When you do your laundry, you fold the clean clothes and put them into a specific drawer—folded socks should be placed to the left, folded T-shirts to the right. When it comes to data, however, marketers have gotten the hang of
“folding”, but struggle with organizing the data “in the drawer.”
The laundry challenge marketers face is parsing and cleaning marketing data, which is often messy in format. The data comes from various sources, usually unstructured—and there’s often missing data difficult to see at first glance. As customer interactions with brands generate more diversified data, marketers feel pinched to establish data structure that can reveal contextual insights and accurately defined customer segments.

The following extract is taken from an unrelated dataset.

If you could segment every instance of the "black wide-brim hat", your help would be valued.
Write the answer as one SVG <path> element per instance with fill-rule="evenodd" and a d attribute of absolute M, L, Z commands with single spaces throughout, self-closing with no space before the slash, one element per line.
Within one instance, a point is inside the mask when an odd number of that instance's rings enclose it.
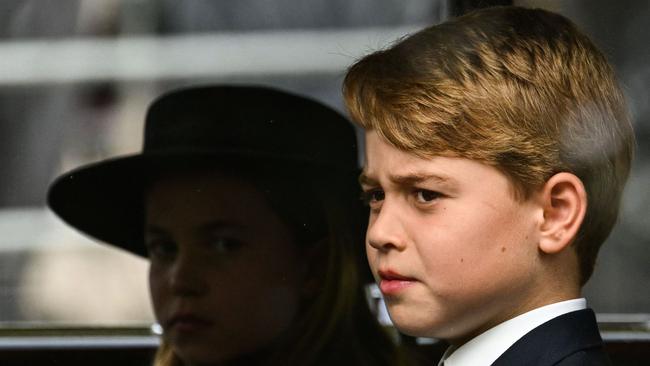
<path fill-rule="evenodd" d="M 50 208 L 70 226 L 146 256 L 144 190 L 155 168 L 265 161 L 321 174 L 358 173 L 354 128 L 312 99 L 259 86 L 202 86 L 154 100 L 139 154 L 86 165 L 50 186 Z"/>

Enter a data technique called “tidy data.” Tidy data (a term coined by Hadley Wickham) involves mapping a dataset’s structure to its meaning. Analysts align rows, columns, and tables (dataset structure) with observations, variables, and types (dataset meaning). The payoff for tidy data is a better view of variables because the database structure is established. This can lead to a variety of activities to improve the systems that rely on the data, ranging from spotlighting bad data to supporting an analytic model such as machine learning.
To achieve a tidy dataset, analysts arrange data into a dataset based on three key principles:
- Each variable forms a column
- Each observation forms a row
- Each type of observation forms a table.
The arrangement may require melting data together and splitting data columns, but the end result should be a simplified table that highlights the observations and variables in a shared data type.
The tidy data structure benefits analysts or a computer model by easing the way data can be viewed for developing repeatable and reliable processes. Programmer Hadley Wickham noted that tidy data is especially suited for programming languages that relies on vectors such as R programming (explained in my earlier post here).
Here’s a quick example of how tidy data should work. Suppose we had a dataset that contained vehicle make, model, engine specification, and the gender of the vehicle owner. Everything is labeled as we want, but there are some tweaks to the data needed.
The listing in Figure 1 occasionally shows a male and a female owning a vehicle model, or if two people of the same gender owned the same model. Also, the dataset shows two aspects of an engine spec, its size and type, combined in a column. Such data overlaps may confuse a program query for learning certain percentages of the population or other nuanced calculations.
Figure 2 shows a tidy data arrangement. Each row displays an observation, and the variables in the dataset are labeled. Note how the vehicle make and model can repeat. We have also separated the engine spec and type into separate columns. The end result is a dataset with data that can be readily accessed by a program for automated processes.
In fact the problems encountered with messy datasets usually arise from how columns and variables are identified and managed But helping data scientists and analysts agree on how a data structure is to be mapped can help alleviate many of these challenges.
So how can a marketer best use tidy data, even if the marketer is not data savvy?
First and foremost, marketers should not be intimidated by their personal knowledge about databases. A full understanding of protocol is not needed. In instances of tidy data, marketers can organize discussions on the kinds of variables expected in the database—are they fixed by the design of the table or expected to be captured from an activity?
Fixed variables can usually spur discussions on what model is expected, because they usually are dependent on data captured from activity i.e. the measured variables. Marketers can guide development discussions on dataset details, noting activities that are repeatedly accessed versus ones expected to be collected with activity. This effort will help frame fixed and measured variables that bring meaning to tidy data.
Marketers should next look at analysis activity that depends on the discussed variables. Decision trees in a machine learning algorithm are a good example. Machine learning algorithms can overanalyze by following a data error too closely. Whiteboarding a decision tree process surfaces these errors by asking if a model has learned a variable that holds true in general or has it only discover patterns that hold within the dataset. The potential to overanalyze always exists because a model is learning through induction, reasoning from details. A decision tree discussion can lead to better variables that can influence a machine learning effort.
Overall, tidy data is an important data mining methodology that foreshadows analytic models ranging from regression to machine learning. With open source solutions typically free, marketers can experiment with tidy data on open source tools and understand how the value they seek from the data is achieved.